The final movement of the symphony has an element of the absurd. Writing about the Sixth, Shostakovich mentioned themes of “spring, joy and youth,” yet pastoral elements are conspicuously absent. The finale is maniacally repetitive in nature, resembling the gallops in Shostakovich’s cinematic music. The movement chortles and laughs wildly to such an extent that listeners invariably question whether it is heartfelt or forced.

Every Good Boy Deserves Favour
André Previn and Tom Stoppard

If Shostakovich writes a deeply personal and emotional “insider” response to totalitarianism through the Sixth Symphony, then Every Good Boy Deserves Favour (EGBDF) approaches the same situation from the outside, separated by distance and time. André Previn and Tom Stoppard fled Germany and Czechoslovakia respectively as children, their families seeking refuge from the Nazis. Clearly sensitive to the struggle for freedom and the autonomy of individuals in a totalitarian state, the two collaborated on the play in the late 1970s. The title of the work comes from a children’s mnemonic device introducing the lines of the musical staff.

Darkly comic, EGBDF has two central conceits. First, that there are two prisoners in a mental hospital who share a name, Ivanov, although each is there for seemingly different reasons: Alexander Ivanov, who is a political dissident and “must be crazy” for having spoken against the state, and the mental patient “Ivanov,” who may be schizophrenic, as he believes that he conducts an orchestra in his cell. The second conceit is that the orchestra is a character in the play. Interestingly, it is this element of the play that initiated the relationship between Stoppard and Previn, not the heady themes that emerged.

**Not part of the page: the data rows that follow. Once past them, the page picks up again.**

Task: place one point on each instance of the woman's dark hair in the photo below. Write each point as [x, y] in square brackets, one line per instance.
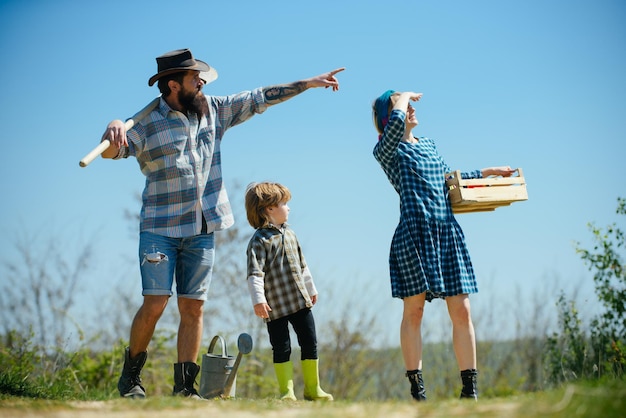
[162, 83]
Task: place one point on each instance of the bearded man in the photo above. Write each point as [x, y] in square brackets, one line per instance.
[177, 147]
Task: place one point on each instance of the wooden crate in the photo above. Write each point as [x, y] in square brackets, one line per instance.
[486, 194]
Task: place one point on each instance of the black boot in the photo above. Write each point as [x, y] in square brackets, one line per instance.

Cornel Gabara, from the Glacity Theatre Collective and University of Toledo, directs tonight’s production. Gabara, who was an émigré from Ceausescu-era Romania, also lends some insider knowledge to the program. Central to his production is the idea that there are actually three Ivanovs—including the child, Sacha Ivanov. Gabara sees the orchestra as an omnipresent, oppressive structure, limiting the freedom of movement of the actors. The orchestra, a concrete realization of Ivanov’s supposed hallucination, blurs the boundaries between insanity and reality.